You may recall from high school or college math that pi, π, is the ratio of the circumference of a circle (called C) to its diameter (called D).

π = C / D

This value is roughly 3.14159, though in today’s computer age it’s been calculated to over a trillion digits. For my high school and college math and physics I memorized it to five places, 3.14159, though in a feat of geekdom I memorized it out to twenty decimal places last pi day (March 14 of every year). But its value was estimated pretty accurately by the ancients. Archimedes (third century BC) showed it to lay between 223/71 and 22/7. Egyptians even further back (c. 1650 BC) used 256/81, or 3.16049, for π.

The amazing thing about π, to me, is that it creeps up just about everywhere you look in mathematics and physics. You use it to calculate the areas of circles and spheres and the volumes of spheres, in trigonometry and in surveying. In physics you see it in the equations of electricity and magnetism to cosmology and quantum mechanics. It got to the point where one day a few years ago I wondered almost out loud (I try not to talk math out loud when my wife is present) how this simple ratio of a circle found its way into just about all the hard sciences. Then, shortly thereafter, I read that π is not the ratio of C / D. Well, yeah, that’s one of its properties, but only one. Our friend π is a component of this physical universe that manifests itself (its properties) in hundreds of ways in various disciplines of thought.

Wow. That blew my mind.

But I just happened across a story about π that I remember reading a couple years back.
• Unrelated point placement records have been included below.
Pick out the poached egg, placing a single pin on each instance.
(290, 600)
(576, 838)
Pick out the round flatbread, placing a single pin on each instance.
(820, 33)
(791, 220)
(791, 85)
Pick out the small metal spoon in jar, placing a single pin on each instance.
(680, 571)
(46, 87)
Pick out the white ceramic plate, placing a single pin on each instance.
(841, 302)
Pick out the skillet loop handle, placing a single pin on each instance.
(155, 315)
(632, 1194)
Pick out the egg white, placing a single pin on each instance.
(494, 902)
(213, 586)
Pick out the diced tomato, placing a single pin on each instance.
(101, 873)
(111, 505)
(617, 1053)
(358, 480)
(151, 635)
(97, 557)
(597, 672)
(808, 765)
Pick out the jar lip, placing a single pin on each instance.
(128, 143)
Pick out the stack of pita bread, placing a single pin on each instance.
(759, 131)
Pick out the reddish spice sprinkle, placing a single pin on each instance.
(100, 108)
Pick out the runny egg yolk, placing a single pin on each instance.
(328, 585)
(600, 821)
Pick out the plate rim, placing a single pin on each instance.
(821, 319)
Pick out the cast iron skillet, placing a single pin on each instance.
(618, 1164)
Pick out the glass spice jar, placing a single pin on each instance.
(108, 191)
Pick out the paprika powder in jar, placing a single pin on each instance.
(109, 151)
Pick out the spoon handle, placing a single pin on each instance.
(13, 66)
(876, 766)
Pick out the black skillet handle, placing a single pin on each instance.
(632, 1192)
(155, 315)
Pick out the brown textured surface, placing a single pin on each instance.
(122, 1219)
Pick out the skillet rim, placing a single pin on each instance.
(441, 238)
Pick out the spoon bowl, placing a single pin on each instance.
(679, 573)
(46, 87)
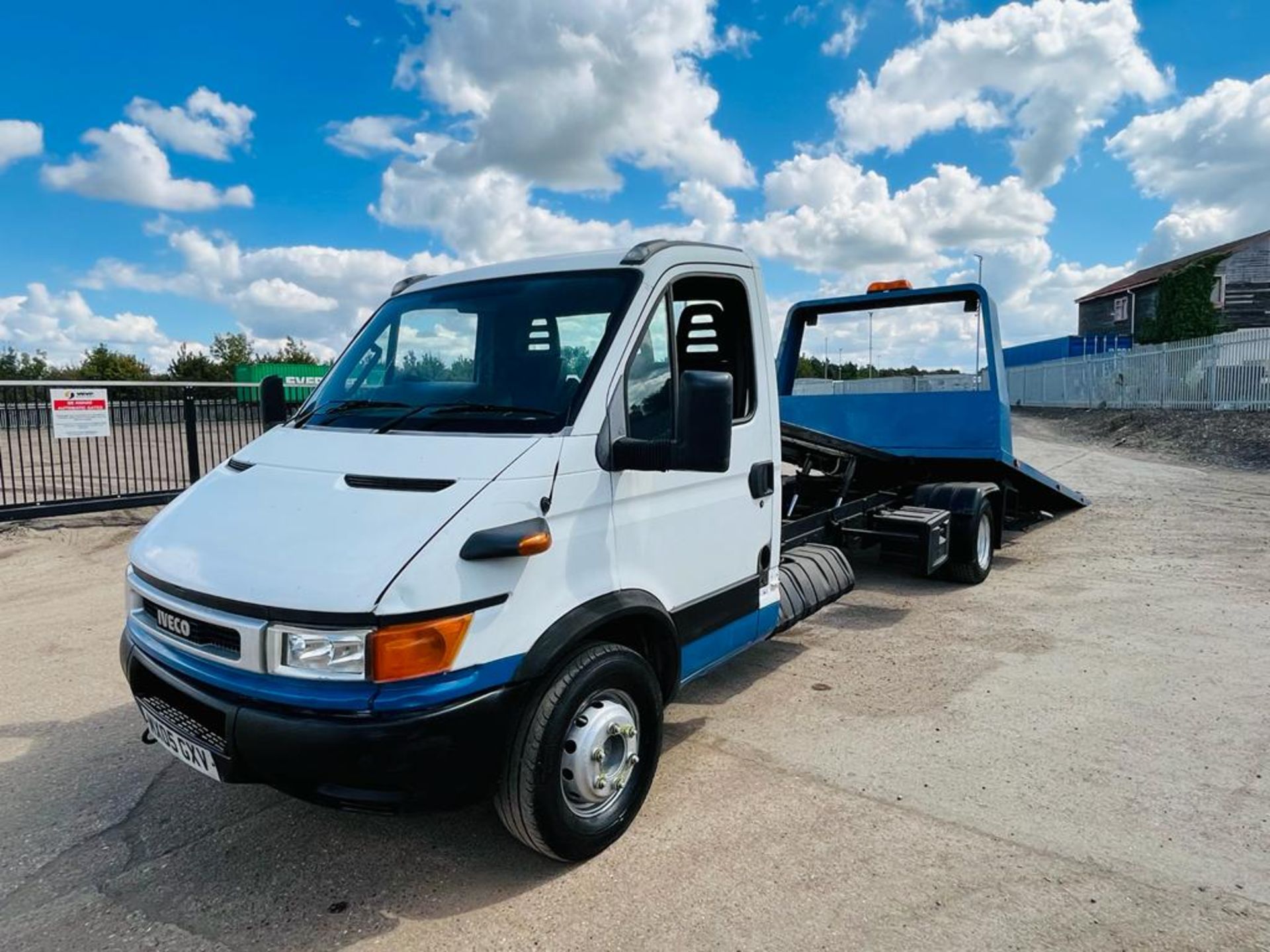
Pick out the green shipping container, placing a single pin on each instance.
(299, 379)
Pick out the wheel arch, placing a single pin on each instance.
(629, 617)
(963, 499)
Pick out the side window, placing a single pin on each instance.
(650, 382)
(713, 333)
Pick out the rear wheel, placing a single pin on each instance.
(585, 754)
(970, 559)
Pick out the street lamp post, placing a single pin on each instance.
(870, 346)
(978, 325)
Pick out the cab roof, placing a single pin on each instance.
(652, 257)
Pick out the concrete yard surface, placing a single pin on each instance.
(1075, 754)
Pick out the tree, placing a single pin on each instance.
(1184, 307)
(17, 365)
(105, 364)
(232, 349)
(196, 366)
(292, 352)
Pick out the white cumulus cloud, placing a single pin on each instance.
(556, 92)
(19, 140)
(843, 41)
(127, 165)
(313, 292)
(1049, 73)
(64, 325)
(1208, 157)
(206, 125)
(366, 136)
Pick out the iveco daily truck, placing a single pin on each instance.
(525, 507)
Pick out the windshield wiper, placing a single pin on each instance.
(342, 407)
(465, 407)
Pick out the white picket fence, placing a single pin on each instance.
(1223, 372)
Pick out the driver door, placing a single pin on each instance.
(701, 542)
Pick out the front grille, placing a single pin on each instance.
(215, 639)
(192, 717)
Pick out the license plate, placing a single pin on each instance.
(178, 746)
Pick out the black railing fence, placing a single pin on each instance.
(161, 437)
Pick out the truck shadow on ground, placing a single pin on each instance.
(89, 811)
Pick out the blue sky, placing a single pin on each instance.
(1067, 141)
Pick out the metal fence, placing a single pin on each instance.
(157, 438)
(1223, 372)
(906, 383)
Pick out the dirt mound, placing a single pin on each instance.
(1238, 440)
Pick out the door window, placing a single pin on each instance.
(650, 382)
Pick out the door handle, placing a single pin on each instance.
(762, 479)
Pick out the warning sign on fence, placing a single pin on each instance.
(80, 413)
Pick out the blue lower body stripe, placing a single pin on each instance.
(709, 651)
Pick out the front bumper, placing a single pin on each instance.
(440, 756)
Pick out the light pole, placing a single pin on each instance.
(978, 325)
(870, 346)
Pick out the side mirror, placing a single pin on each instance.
(273, 401)
(704, 428)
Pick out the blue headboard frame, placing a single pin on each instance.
(963, 424)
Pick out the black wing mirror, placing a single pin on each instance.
(702, 427)
(273, 401)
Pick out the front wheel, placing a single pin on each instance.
(585, 754)
(973, 559)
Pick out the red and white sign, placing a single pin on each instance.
(80, 413)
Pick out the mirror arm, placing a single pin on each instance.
(657, 455)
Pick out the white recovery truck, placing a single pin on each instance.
(526, 506)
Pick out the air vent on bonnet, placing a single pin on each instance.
(398, 483)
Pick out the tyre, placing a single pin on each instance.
(585, 754)
(970, 557)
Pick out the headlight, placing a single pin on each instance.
(314, 653)
(392, 653)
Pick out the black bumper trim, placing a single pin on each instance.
(440, 756)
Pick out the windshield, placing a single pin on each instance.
(509, 354)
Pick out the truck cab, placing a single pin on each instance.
(525, 507)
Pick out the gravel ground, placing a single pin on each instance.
(1232, 438)
(1071, 756)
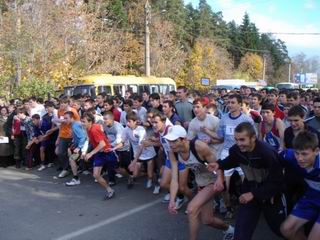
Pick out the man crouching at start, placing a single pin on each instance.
(195, 154)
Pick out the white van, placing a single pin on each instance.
(287, 85)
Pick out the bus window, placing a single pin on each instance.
(134, 88)
(118, 90)
(164, 89)
(143, 88)
(104, 89)
(83, 90)
(154, 89)
(68, 91)
(171, 88)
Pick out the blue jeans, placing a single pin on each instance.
(63, 145)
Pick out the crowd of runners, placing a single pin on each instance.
(240, 153)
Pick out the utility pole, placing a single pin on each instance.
(264, 68)
(147, 8)
(289, 72)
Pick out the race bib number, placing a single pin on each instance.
(230, 130)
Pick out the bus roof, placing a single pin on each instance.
(105, 79)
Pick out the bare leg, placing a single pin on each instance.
(183, 184)
(315, 232)
(100, 179)
(150, 168)
(73, 166)
(166, 179)
(42, 154)
(195, 208)
(291, 228)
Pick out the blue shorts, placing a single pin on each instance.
(181, 166)
(307, 208)
(101, 159)
(46, 143)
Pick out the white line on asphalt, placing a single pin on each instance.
(108, 221)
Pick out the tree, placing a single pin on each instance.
(252, 65)
(205, 60)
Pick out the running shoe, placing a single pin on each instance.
(109, 195)
(130, 182)
(73, 182)
(149, 184)
(111, 183)
(229, 215)
(156, 189)
(228, 235)
(118, 175)
(63, 174)
(50, 165)
(166, 198)
(179, 203)
(85, 172)
(41, 168)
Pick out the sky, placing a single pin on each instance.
(281, 16)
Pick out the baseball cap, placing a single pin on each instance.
(176, 132)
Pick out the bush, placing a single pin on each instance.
(34, 87)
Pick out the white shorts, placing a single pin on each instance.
(229, 172)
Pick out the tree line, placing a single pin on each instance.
(47, 44)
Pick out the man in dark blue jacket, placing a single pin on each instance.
(262, 185)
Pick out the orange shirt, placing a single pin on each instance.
(96, 134)
(65, 129)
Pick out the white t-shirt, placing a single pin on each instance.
(39, 109)
(211, 123)
(135, 137)
(164, 142)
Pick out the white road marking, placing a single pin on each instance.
(108, 221)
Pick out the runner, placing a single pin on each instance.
(194, 154)
(101, 153)
(263, 183)
(135, 135)
(304, 158)
(78, 148)
(271, 129)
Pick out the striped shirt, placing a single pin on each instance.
(227, 126)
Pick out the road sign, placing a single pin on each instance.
(306, 78)
(205, 81)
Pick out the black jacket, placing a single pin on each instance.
(261, 167)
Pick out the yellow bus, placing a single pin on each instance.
(117, 85)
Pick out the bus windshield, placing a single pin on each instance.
(287, 86)
(83, 90)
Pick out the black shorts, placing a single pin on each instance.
(124, 158)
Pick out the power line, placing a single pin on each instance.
(292, 33)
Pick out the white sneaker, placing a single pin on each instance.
(179, 203)
(73, 182)
(156, 189)
(166, 198)
(63, 174)
(149, 184)
(50, 165)
(41, 168)
(85, 172)
(228, 235)
(223, 208)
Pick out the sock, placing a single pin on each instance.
(180, 196)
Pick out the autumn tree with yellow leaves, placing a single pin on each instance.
(251, 66)
(205, 60)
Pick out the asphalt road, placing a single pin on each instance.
(34, 205)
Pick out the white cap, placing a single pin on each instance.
(176, 132)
I think you’ll like it.

It seems that sometime around the end of the 19th century, 1897, I think, an amateur mathematician by the name of Dr. E. J. Goodwin in Indiana believed he had discovered a unique property about π. But instead of contacting famous mathematicians or mathematical journals or even his local math club, he decided to take it to his state senator and persuaded him to introduce the following bill: Be it enacted by the General Assembly of the state of Indiana, that it has been found that a circular area is equal to the square on a line equal to the quadrant of the circumference. Long story short, this produces a value of π to be exactly … 4.

The bill was never enacted, thanks in part to press attention after some non-partisan mathematicians discovered the flawed formulations.